These religious men, however, might have had their motives for setting this wonderful people in the fairest point of view. The more powerful and magnificent, the more learned and refined they represented this nation to be, the greater would be their triumph in the event of their effecting a change of the national faith. It may also have occurred to them, that common prudence required they should speak favourably, at least, of a nation under whose power and protection they had voluntarily placed themselves for life. There is every reason to suppose, that in general they mean to tell the truth, but by suppressing some part of it, or by telling it in such a manner as if they expected it would one day get back to China in the language of that country, their accounts often appear to be contradictory in themselves. In the same breath that they extol the wonderful strength of filial piety, they speak of the common practices of exposing infants; the strict morality and ceremonious conduct of the people are followed by a list of the most gross debaucheries; the virtues and the philosophy of the learned are explained by their ignorance and their vices; if in one page they speak of the excessive fertility of the country, and the amazing extension of agriculture, in the next, thousands are seen perishing by want; and whilst they extol with admiration the progress they have made in the arts and sciences, they plainly inform us that without the aid of foreigners they can neither cast a cannon, nor calculate an eclipse.

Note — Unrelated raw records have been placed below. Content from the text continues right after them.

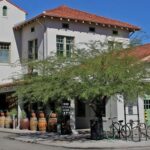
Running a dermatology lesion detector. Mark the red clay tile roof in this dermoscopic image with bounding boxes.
[45,6,140,30]
[15,5,140,31]
[129,43,150,61]
[0,0,27,14]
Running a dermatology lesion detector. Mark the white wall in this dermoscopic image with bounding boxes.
[20,18,129,59]
[0,0,26,84]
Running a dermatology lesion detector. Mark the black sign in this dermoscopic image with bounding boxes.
[61,101,70,115]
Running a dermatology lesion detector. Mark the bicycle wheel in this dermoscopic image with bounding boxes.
[147,126,150,139]
[132,126,141,142]
[120,125,131,138]
[140,123,148,140]
[110,122,119,139]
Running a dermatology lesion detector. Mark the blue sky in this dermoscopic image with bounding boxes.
[12,0,150,43]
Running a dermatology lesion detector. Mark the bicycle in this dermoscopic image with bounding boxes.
[109,117,131,139]
[129,120,150,142]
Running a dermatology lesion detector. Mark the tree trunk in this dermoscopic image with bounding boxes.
[90,97,106,140]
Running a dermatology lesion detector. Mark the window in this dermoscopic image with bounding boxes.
[144,100,150,109]
[28,39,38,60]
[89,27,95,32]
[76,100,85,117]
[31,27,35,32]
[0,42,10,63]
[62,23,69,29]
[108,41,123,50]
[128,105,133,115]
[3,6,7,16]
[112,30,118,35]
[56,36,74,57]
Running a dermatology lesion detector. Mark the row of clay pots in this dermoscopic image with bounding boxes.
[0,112,12,128]
[0,112,57,132]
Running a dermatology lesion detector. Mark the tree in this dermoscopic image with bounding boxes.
[14,43,149,137]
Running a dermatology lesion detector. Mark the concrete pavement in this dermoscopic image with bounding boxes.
[0,128,150,149]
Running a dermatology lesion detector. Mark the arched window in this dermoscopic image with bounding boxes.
[3,6,7,16]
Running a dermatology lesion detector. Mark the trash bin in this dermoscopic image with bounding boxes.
[90,119,102,140]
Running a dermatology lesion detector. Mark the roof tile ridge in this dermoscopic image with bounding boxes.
[46,5,140,29]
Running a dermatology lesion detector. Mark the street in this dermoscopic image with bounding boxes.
[0,132,73,150]
[0,132,150,150]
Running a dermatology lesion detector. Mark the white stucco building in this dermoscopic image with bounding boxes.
[0,0,144,128]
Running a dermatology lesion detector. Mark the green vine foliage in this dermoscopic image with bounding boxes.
[17,42,149,103]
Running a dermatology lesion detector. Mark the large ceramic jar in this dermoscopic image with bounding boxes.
[38,112,47,132]
[48,113,57,132]
[30,112,38,131]
[0,112,5,128]
[4,111,12,128]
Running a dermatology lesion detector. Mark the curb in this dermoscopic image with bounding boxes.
[9,137,150,150]
[0,129,150,150]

Upon the whole, however, the British embassy left England under a favourable impression of the people it was about to visit. Whether the expectations of all those who composed it, independent of any political consideration, were realized, or ended in disappointment, may partly be collected from the following pages. The opinions they contain are drawn from such incidents and anecdotes as occurred in the course of an eight months' visit and from such as seemed best calculated to illustrate the condition of the people, the national character, and the natureof the government. A short residence in the imperial palace of Yuen-min-yuen, a greater share of liberty than is usually permitted to strangers in this country, with the assistance of some little knowledge of the language, afforded me the means of collecting the facts and observations which I now lay before the public; and in the relation of which I have endeavoured to adhere to that excellent rule of our immortal poet,
——"Nothing extenuate,Nor set down aught in malice."
——"Nothing extenuate,Nor set down aught in malice."

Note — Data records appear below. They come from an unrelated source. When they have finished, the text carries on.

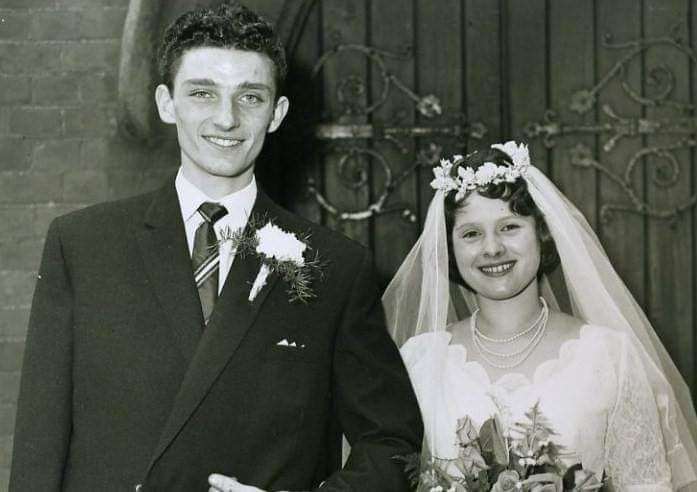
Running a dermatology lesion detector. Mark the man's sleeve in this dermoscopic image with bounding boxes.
[320,253,423,492]
[10,221,73,492]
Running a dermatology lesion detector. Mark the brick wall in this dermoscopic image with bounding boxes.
[0,0,176,491]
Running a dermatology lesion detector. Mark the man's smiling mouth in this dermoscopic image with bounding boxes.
[203,136,242,148]
[479,261,515,277]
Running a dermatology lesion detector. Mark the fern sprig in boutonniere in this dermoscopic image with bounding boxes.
[220,216,325,304]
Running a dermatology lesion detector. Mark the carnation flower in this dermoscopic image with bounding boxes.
[256,222,307,266]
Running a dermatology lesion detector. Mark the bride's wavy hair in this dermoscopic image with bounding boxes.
[444,148,559,290]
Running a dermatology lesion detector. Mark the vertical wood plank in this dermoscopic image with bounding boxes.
[463,0,506,150]
[644,0,695,389]
[416,0,467,223]
[322,0,370,246]
[504,0,549,173]
[549,0,597,230]
[370,1,418,284]
[596,0,646,306]
[683,0,697,403]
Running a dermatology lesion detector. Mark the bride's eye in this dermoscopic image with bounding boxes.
[501,223,520,232]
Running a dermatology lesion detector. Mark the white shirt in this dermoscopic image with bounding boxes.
[174,167,257,294]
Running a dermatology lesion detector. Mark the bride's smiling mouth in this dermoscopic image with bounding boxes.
[203,135,243,149]
[477,261,516,277]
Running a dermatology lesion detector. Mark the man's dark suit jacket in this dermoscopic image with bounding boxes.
[10,180,422,492]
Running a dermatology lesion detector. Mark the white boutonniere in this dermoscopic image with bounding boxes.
[221,217,324,303]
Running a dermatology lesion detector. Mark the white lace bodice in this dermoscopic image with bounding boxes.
[401,325,673,492]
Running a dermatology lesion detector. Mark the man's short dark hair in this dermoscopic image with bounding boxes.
[158,2,288,98]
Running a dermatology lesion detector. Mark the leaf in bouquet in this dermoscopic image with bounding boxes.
[523,473,564,492]
[455,417,479,446]
[565,469,603,491]
[460,446,489,473]
[479,416,508,465]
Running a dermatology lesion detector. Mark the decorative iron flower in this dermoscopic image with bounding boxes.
[569,89,595,114]
[416,94,443,118]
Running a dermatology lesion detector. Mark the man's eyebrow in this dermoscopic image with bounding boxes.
[184,79,217,86]
[238,82,271,91]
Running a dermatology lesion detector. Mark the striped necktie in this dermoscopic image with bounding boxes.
[191,202,227,324]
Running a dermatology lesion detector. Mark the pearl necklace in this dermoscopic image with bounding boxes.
[475,297,547,343]
[470,298,549,369]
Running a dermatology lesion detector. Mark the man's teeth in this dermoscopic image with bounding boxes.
[206,137,242,147]
[481,262,513,273]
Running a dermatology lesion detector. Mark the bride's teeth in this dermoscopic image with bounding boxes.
[482,263,513,273]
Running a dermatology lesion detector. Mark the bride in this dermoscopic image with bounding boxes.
[383,142,697,491]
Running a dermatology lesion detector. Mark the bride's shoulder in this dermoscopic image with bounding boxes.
[550,311,625,353]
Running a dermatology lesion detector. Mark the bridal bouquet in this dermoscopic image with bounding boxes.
[398,404,603,492]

And as the qualities of good and evil, excellence and mediocrity, in any nation, can only be fairly estimated by a comparison with those of the same kind in others, wherever a similitude or a contrast in the Chinese character or customs with those of any other people ancient or modern occurred to my recollection, I have considered it as not wholly uninteresting to note the relation or disagreement.
The dispatches from China, received by the British Embassador on his arrival at Batavia, communicated the agreeable intelligence that his Imperial Majesty had been pleased, by a public edict, not only to declare his entire satisfaction with the intended embassy, but that he had likewise issued strict orders to the commanding officers of the several ports along the coast of the Yellow Sea, to be particularly careful that Pilots should be ready, at a moment's notice, to conduct the English squadron toTien-sing, the nearest port to the capital, or to any other which might be considered as more convenient and suitable for the British ships.

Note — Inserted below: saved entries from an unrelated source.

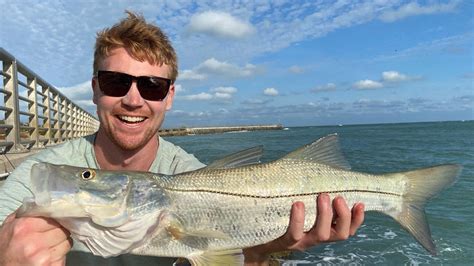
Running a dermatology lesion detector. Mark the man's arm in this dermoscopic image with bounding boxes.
[0,151,72,266]
[0,213,72,266]
[244,194,364,265]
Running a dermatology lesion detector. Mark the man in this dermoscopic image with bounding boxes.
[0,12,364,265]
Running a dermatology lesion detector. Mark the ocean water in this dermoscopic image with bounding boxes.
[167,121,474,265]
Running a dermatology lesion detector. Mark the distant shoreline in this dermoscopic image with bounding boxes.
[158,124,283,137]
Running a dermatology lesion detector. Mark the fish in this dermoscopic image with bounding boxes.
[17,134,462,265]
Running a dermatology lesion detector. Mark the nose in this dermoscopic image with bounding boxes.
[122,80,145,107]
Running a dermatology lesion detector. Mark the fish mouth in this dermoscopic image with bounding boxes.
[31,163,79,206]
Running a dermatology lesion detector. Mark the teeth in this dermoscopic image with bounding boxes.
[119,115,145,123]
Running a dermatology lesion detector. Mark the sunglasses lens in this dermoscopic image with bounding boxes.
[97,71,171,101]
[137,77,171,101]
[98,71,132,97]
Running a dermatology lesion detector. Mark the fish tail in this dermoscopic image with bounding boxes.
[389,164,462,255]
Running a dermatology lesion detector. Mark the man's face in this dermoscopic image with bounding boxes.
[92,48,174,150]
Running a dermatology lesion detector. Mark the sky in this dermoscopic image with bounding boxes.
[0,0,474,128]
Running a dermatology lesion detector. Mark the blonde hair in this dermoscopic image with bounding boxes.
[93,10,178,82]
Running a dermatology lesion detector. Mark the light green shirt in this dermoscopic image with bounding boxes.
[0,134,205,265]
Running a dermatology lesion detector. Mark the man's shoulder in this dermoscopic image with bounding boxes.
[150,137,205,174]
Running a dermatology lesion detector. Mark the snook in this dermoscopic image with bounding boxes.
[20,135,461,265]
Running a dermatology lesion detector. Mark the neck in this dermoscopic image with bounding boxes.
[94,130,159,171]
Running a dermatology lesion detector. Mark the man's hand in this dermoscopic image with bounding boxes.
[244,194,364,265]
[0,213,72,266]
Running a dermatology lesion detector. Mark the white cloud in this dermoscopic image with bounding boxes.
[354,79,383,89]
[263,88,278,96]
[210,87,237,94]
[178,70,206,80]
[382,71,409,82]
[180,87,237,102]
[188,11,255,39]
[380,1,461,22]
[180,92,213,101]
[311,83,336,93]
[288,66,304,74]
[179,58,258,81]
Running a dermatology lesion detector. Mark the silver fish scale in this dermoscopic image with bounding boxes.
[160,160,403,197]
[134,160,404,256]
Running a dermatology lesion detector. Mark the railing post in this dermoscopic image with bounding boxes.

By this communication a point of some difficulty was now considered to be removed. It was deemed a desirable circumstance to be furnished with the means of proceeding directly to Pekin through the Yellow Sea, and thus to avoid any intercourse with the port of Canton; as it was well known the principal officers of the government there were prepared to throw every obstacle in the way of the embassy, and if not effectually to prevent, at least to counteract, any representations that might be made at the imperial court, with regard to the abuses that exist in the administration of the public affairs at that place, and more especially to the exactions and impositions to which the commercial establishments are liable of the different nations whose subjects have established factories in this southern emporium of China. It could not be supposed, indeed, that their endeavours would be less exerted, in this particular instance, than on all former occasions of a similar nature.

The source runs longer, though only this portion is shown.